Received from Joyo Indonesia News

Guardian Weekly [UK] August 29, 2002

Inside Asia

West turns blind eye as Indonesia's brutal military escapes justice

John Aglionby

For anyone who is not in Indonesia's military it must be hard to understand why Colonel Herman Sedyono is not in jail. There are many eye witnesses who can attest to his involvement in the reign of terror wrought by the Indonesian forces and locally recruited East Timorese militias in and around the town of Suai before and after the territory voted to separate from Jakarta in August 1999.

Col Sedyono, who was the chief administrator of the town and surrounding district at the time, is most specifically implicated in a massacre of about 30 people, including three priests, in the town's church after the result of the ballot was announced.

According to Ian Martin, who was head of the United Nations mission organising the East Timor referendum, his conviction should have been all but a formality. "That was the worst individual massacre in East Timor in 1999," he said. "If you were going to get convictions of Indonesian military officers systematically acting with the militias to murder East Timorese, that was the case par excellence."

Yet Indonesia's ad hoc human rights tribunal, created to prosecute the 18 soldiers, police officers, militia leaders and civilian officials indicted for alleged crimes in the destruction, decided to acquit Col Sedyono and four senior colleagues of all charges.

While the absurdity of the verdict can be dissected, it is highlighted by the fact that Col Sedyono's superior, the civilian governor Abilio Soares (an East Timorese), was convicted the previous day for not preventing his subordinates from participating in crimes against humanity.

Most observers believe that a deal has been done, and that while others are expendable the military, for the most part, will get off the hook thanks to its strong political clout. Thirteen trials are still ongoing, and no independent observers expect future verdicts to veer far from the path laid down by the first batch.

What is more worrying for human rights activists hoping to see the brutal Indonesian military end its decades-long ability to act with impunity is that the charades being played out in the sweltering Jakarta courtrooms are not the only indications that the armed forces are being rehabilitated without having to undergo the expected radical reform.

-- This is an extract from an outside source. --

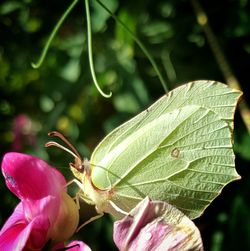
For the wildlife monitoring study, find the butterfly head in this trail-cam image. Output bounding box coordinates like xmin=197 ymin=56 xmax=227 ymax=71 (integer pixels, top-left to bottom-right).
xmin=45 ymin=131 xmax=86 ymax=173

More than 3,000km northwest of Timor lies Aceh, the province on the northern tip of Sumatra where separatists have been fighting for the past 26 years. Thousands of innocent civilians have been killed, mostly in the past decade, and many more have known torture, abuse and destruction of their property at the hands of the military - all in the name of suppressing the rebels. Only a handful of perpetrators of crimes against humanity have been brought to justice, and few have received punishments fitting their crimes. That record is unlikely to change while the government is desperately beholden to the military to end the Aceh crisis.

This month the Indonesian cabinet gave the separatists until the end of the Islamic fasting month, or 15 weeks, to accept the wide-ranging autonomy given to the province last year as the final solution. If they refuse they face the imposition of martial law and an even more intensive military operation than that already in progress by the 30,000 troops in the area.

The government's apparent desire to go in with all guns blazing is perhaps best demonstrated by its reticence to attend peace talks organised by the Switzerland-based Henri Dunant Centre, which is mediating between the two sides. Considering the brutality of the last period of martial law in Aceh, from 1991 to 1998, such an apparently unstoppable rush to deliver more of the same should be ringing warning bells internationally. But it is not doing so, and for one important reason: the United States wants to keep Indonesia, the world's most populous Muslim nation, on side in its global war on terror.

For proof one only need turn to the opinion delivered by the US state department's senior lawyer in the case of 11 Acehnese who are suing the world's largest oil company, Exxon Mobil, for involvement in alleged human rights abuses in and around its massive gas plant in Aceh. When asked by the judge in the case - which is being heard in the US - to assess what implications it might have on US-Indonesian relations, the lawyer, William Taft, said the department was always concerned about allegations of human rights abuses.

But in what the Indonesian military can only view as a green light to go forth and oppress he added: "US counter-terrorist initiatives could be imperiled in numerous ways if Indonesia and its officials curtailed cooperation in response to perceived disrespect for its sovereign interests."

Without waiting for meaningful reform, Washington is also starting to roll back the almost complete curtailment of military-to-military relations, although, to be fair, full ties and arms sales are still far from being re-established. No other nation is sounding the alarm either, preferring to take a wait-and-see approach. Such appeasement is likely to play right into the Indonesian military's hands; it is masterful at doing just enough to avoid international opprobrium while having a virtual free rein on the ground.

The lone dissenting voice is that of the UN's human rights chief, Mary Robinson, who said last weekend while in East Timor that she was dissatisfied by the tribunal verdicts in Jakarta and would probably be calling for an international tribunal.

How far her campaign gets in the next few months will speak volumes about how necessary the generals in Jakarta feel it is to change their ways.